Yeah, I was wondering what coating something with sapphire could possibly mean. Thanks for the help I really appreciate it.


----------



## little big feather (Mar 6, 2013)

I think a Chinese watch.....Sort of a "commando' watch......Strike today and never seen again with no one left behind to blame.


----------



## bigdeep1 (Nov 2, 2014)

Can anyone else speak to Heritor watches?


----------



## scotmac (Dec 21, 2014)

It is quite likely the Miyota 8215 movement inside or a seagull version of it that is made in Japan.It is 21 jewels and beats beats at 21,600.It is a high quality leather band with a tang style clasp and a mineral crystal with a sapphire non-reflective coating.I purchased from Jomashop an Ossibus silver skeleton and a * Nicollier silver skeleton and for $101 and $157 respectively I am more than happy with the quality received.*


----------



## rfortson (Feb 18, 2012)

bigdeep1 said:


> Can anyone else speak to Heritor watches?


I think with the many years of combined watch experience here, the sound you are hearing (no responses) is a deafening "NO" when it comes to this watch. Google "Seiko 5 finder" and look through the 1000+ examples of watches there, all from a legitimate watch company. Or try Orient watches. Another legitimate company in the same price range.


----------



## UKMike (Aug 4, 2012)

Fairy-tale prices shown on the web site, dodgy looking dials and unknown origins = a $50 watch MAXIMUM. 

Not worth the gamble and the designs are not attractive to my eyes at least. Recommendation: Avoid.


----------



## scotmac (Dec 21, 2014)

I didn't expect a response.It was only to be helpful and provide more info for the thread.I bought two fashion watches for my Grand-kids for Christmas and posted as to their quality of finishing and type of movements.They aren't watches I myself would wear.


----------



## alx007 (Jan 28, 2013)

stuffler said:


> I would not pull the trigger on any Heritor.
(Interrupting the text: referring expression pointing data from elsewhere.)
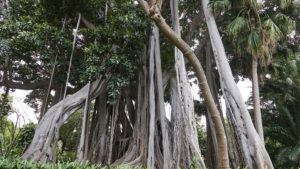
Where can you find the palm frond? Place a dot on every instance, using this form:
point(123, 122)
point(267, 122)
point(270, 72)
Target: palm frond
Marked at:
point(219, 6)
point(254, 42)
point(285, 3)
point(274, 33)
point(238, 25)
point(286, 24)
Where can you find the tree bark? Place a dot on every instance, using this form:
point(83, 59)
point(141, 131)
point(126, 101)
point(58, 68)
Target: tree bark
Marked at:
point(4, 100)
point(256, 101)
point(81, 153)
point(151, 157)
point(154, 14)
point(161, 105)
point(46, 130)
point(185, 100)
point(244, 136)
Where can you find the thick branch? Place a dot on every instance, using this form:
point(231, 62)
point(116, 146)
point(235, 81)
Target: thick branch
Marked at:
point(86, 22)
point(190, 55)
point(25, 86)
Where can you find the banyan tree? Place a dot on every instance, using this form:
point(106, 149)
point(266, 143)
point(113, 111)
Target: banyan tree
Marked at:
point(134, 57)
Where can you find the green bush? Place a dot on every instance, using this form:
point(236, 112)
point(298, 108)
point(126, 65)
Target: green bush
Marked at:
point(17, 163)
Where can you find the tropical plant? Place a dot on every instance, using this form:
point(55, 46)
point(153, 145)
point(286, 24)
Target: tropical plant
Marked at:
point(281, 112)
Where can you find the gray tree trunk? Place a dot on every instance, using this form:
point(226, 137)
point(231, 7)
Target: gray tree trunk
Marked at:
point(151, 157)
point(244, 135)
point(165, 134)
point(81, 153)
point(40, 148)
point(256, 101)
point(185, 100)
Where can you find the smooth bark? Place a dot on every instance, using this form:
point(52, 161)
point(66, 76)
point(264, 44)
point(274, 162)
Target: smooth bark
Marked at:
point(244, 136)
point(256, 101)
point(154, 13)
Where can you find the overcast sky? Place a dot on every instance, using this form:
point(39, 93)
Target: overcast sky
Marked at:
point(27, 113)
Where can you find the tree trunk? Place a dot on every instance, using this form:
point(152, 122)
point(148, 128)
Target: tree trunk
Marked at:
point(244, 136)
point(81, 153)
point(256, 101)
point(185, 101)
point(154, 14)
point(161, 103)
point(151, 157)
point(4, 100)
point(46, 130)
point(211, 147)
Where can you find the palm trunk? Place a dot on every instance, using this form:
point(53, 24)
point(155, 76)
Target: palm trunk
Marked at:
point(4, 99)
point(244, 136)
point(154, 14)
point(256, 101)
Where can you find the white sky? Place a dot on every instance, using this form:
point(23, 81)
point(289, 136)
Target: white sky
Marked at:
point(27, 113)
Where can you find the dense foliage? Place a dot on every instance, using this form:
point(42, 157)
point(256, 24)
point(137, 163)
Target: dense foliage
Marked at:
point(114, 44)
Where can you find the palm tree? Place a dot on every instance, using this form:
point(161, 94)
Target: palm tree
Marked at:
point(256, 31)
point(281, 102)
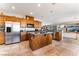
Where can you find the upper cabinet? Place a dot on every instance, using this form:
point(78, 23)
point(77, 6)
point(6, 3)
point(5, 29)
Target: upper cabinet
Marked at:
point(23, 21)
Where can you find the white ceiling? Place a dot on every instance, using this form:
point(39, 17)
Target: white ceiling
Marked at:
point(48, 13)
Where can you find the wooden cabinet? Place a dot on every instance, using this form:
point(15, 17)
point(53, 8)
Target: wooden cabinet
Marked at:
point(58, 36)
point(25, 36)
point(40, 40)
point(2, 38)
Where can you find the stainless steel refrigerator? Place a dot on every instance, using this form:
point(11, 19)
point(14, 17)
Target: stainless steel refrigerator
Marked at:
point(12, 32)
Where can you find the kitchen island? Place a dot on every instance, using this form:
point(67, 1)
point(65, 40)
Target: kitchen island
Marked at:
point(39, 40)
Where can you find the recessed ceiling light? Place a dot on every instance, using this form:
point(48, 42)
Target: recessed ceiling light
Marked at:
point(53, 3)
point(13, 7)
point(31, 13)
point(39, 5)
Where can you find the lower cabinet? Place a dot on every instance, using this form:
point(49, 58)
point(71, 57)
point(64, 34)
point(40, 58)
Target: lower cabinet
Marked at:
point(2, 38)
point(39, 41)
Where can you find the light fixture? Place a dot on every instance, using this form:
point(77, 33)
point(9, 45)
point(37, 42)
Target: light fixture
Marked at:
point(39, 5)
point(13, 7)
point(31, 13)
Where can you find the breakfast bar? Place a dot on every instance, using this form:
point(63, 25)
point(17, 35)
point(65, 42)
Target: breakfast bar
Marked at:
point(40, 40)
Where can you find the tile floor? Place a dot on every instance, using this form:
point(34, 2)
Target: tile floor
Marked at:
point(67, 47)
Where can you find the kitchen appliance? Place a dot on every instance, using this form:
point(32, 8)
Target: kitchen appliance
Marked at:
point(12, 32)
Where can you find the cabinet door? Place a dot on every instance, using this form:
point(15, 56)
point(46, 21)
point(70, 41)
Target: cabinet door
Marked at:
point(1, 37)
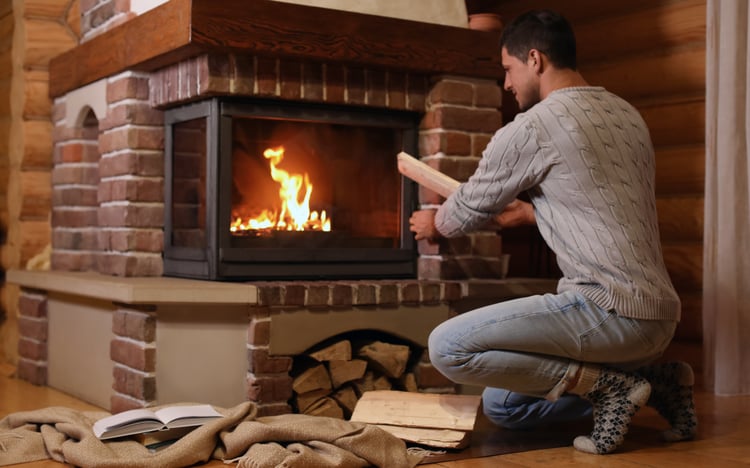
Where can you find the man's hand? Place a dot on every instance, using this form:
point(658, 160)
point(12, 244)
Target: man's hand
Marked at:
point(517, 213)
point(422, 224)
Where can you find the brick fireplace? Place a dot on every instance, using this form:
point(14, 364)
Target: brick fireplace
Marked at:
point(108, 217)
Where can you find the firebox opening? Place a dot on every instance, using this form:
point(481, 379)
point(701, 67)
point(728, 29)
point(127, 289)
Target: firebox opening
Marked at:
point(288, 191)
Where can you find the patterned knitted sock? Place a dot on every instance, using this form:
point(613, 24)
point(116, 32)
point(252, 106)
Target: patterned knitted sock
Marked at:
point(615, 397)
point(672, 396)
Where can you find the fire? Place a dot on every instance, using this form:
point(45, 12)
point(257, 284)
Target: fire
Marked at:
point(295, 214)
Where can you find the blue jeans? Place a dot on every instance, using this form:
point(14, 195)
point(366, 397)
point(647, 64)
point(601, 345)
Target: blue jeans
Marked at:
point(529, 345)
point(516, 411)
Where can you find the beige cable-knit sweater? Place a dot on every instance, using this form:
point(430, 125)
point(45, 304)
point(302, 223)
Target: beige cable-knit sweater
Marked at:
point(291, 440)
point(586, 159)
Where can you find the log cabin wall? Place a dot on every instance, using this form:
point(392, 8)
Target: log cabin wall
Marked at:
point(31, 33)
point(652, 53)
point(656, 60)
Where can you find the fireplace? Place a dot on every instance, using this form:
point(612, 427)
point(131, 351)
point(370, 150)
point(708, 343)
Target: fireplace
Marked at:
point(280, 190)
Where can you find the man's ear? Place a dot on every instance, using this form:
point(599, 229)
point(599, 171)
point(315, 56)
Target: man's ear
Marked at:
point(535, 60)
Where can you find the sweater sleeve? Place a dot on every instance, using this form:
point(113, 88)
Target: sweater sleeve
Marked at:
point(511, 163)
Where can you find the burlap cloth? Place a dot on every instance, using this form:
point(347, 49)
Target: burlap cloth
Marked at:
point(289, 441)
I actually would pull the trigger. But I would make sure I was aiming right so I wouldn't miss the shot.


----------



## condor9 (Feb 10, 2016)

I'll respond to this old thread, if anything, to inform and help anyone trying to decide how to spend their hard earned money.

'Heritor' is just one of the distribution products by an importing/distribution company called RESULTCO. This company sells a total of 18 brands of watches, yes, 18! 
Including Heritor, 'Bertha', 'Crayo', 'Equip Tritium', 'Boum', 'Earth Wood', 'Bull Titanium'... the list goes on (these are not models, they're brands and each offers dozens upon dozens of models.) And they also have eyeglass brands and travel bags.

RESULTCO basically brings boatloads of product and seeks out anyone who wants to distribute and sell their product in the USA.

As to their pricing policy, direct quote: "We do not intend in any way to restrict the selling price; the retailer is free to sell our goods for whatever price they desire.". The company only insists that the suggested 'MSRP' is always posted.​
​It's basically the Invicta business model, times 18. Without the "heritage" backstory and without at least some proven watch models. Only time will tell.


----------